If an expression is invalid, an error message will be displayed in the lower left corner. If the expression is valid, the output preview (Distribution Charts) of the column will be updated in real-time on the right. Use Customized Computation Console

Expression Syntax

Basics

Fields

Customized Computation expressions refer to a field (both original and extended) by field ID. In the editor, you can enter the name of the field, after intelligent matching to the corresponding field, select auto-completion.

Field types

The data type of the field concerned in the Customized Computation expression, the original type includes the following three types:

  • set type: an ordered number type, representing an ordinal number, not involved in mathematical operations
  • group type: discrete number type, involved in mathematical operations
  • collection type: string type

The operator of the Customized Computation expression is strongly associated with the data type, and if necessary, use the corresponding operator to transform the column (this will construct a new column instead of changing the original column).

Literals

Customized Computation expressions partially support JavaScript number and string literals.

Statement

Customized Computation expressions are composed of operators, field references, literals and operators. Operators are the core of Customized Computation's functionality. Customized Computation expressions should use nestable operators, and generate and export at least one new field. The outermost Customized Computation expression can split multiple calculation statements with commas (",") to quickly create some independent fields for the calculation process. You should not use semicolons in expressions.

DateTime object

A DateTime object is a special kind of object returned by the $toDate operator. A direct export will generate a field with a timestamp (column of type group). It can also be sliced to construct new single or multiple columns. The slicing syntax is <datetime object>.<dimension tag>. Valid dimension notations include Y, M, W, D, h, m, s.

Operator

Operators are functions that operate on fields or other objects. Operator identifiers start with a $ symbol. The calling syntax for an operator is <operator>(<parameter 1>, <parameter 2>...).

Keywords

Operator out

For a new extended column generated by a calculation, add the out keyword before the calculation statement to export it. The out operator can be placed at any level of a nested operation. **Customized Computation expressions must contain at least one **out** statement. ** You can add a word without special characters after the out keyword as the name of the exported field.

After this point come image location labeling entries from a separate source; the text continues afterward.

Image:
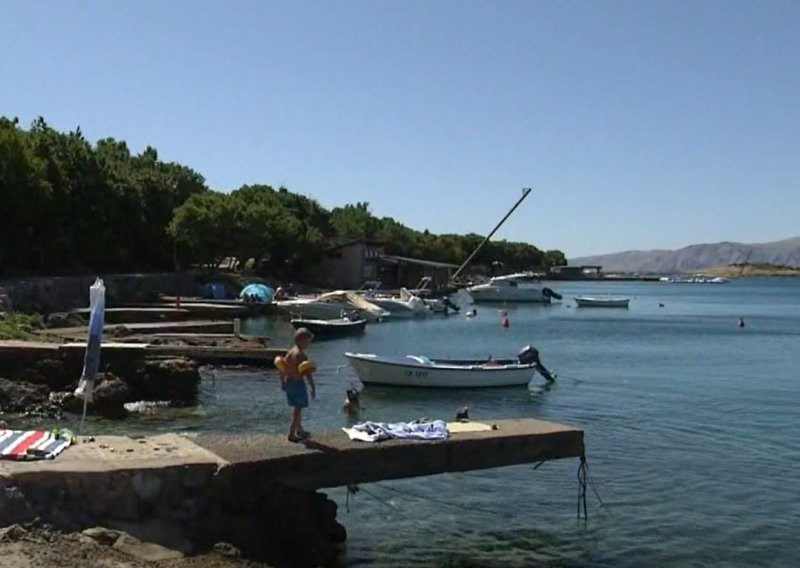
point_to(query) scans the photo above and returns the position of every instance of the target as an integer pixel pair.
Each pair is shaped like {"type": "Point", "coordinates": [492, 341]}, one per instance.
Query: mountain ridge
{"type": "Point", "coordinates": [696, 257]}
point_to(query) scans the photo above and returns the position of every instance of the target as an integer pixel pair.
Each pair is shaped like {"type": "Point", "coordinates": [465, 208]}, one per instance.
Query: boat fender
{"type": "Point", "coordinates": [306, 368]}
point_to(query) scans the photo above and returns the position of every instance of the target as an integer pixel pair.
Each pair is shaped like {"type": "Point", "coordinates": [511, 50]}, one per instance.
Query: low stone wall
{"type": "Point", "coordinates": [190, 508]}
{"type": "Point", "coordinates": [56, 294]}
{"type": "Point", "coordinates": [43, 385]}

In particular, For the field generated by the four arithmetic operations, its name must be explicitly declared.

Examples:

Common operators

Type Conversion

$set(group|collection) -> set

Converts a column of the type set from a column of non-set type.

$group(set|collection) -> group

Transforms a column of type group from a column of type non-group. Useful when performing mathematical operations on fields (you need to be sure that the operations make sense).

$nominal(set|group) -> collection

Transforms a column of type collection from a column of non-collection type.

Ordinal number generation

$id() -> set

Generate IDs starting from 1.

$order(set|group) -> set

Generates the mathematical order (starting at 1) of all rows on a field.

$dict(collection) -> set

Generates the lexicographic order (starting at 1) of all rows on a field.

Data Standardization

$inset(group) -> group

Standardize a field to the interval -1 ~ 1.

$bound(group) -> group

Standardize a field to the interval 0 ~ 1.

$normalize(group) -> group

Normalize a field using Z-score.

Nonlinear transformation

$log(group) -> group, $log(group, JS.number) -> group

Logarithmic mapping, the base can be provided, and the default is the natural logarithm.

$log2(group) -> group

$log10(group) -> group

$log1p(group) -> group

Equivalent to $log(group + 1).

$sigmoid(group) -> group

$ReLU(group) -> group

Data cleaning

$isNaN(set|group) -> collection

Returns "1" if the row is NaN on a field, or "0" if not.

$isZero(set|group) -> collection

Returns "1" if the line is 0 on a certain field, or "0" if not.

$zeroFill(group) -> group

Map outliers (±Infinity | NaN ) of the row on a field to 0.

$meanFill(group) -> group

Maps outliers (±Infinity|NaN) for this row on a field to the mean of non-outliers.

$nearestClip(group, JS.number, JS.number) -> group

Provide a range, and the value of the row on a certain field that exceeds this range is mapped to the nearest boundary value as an outlier.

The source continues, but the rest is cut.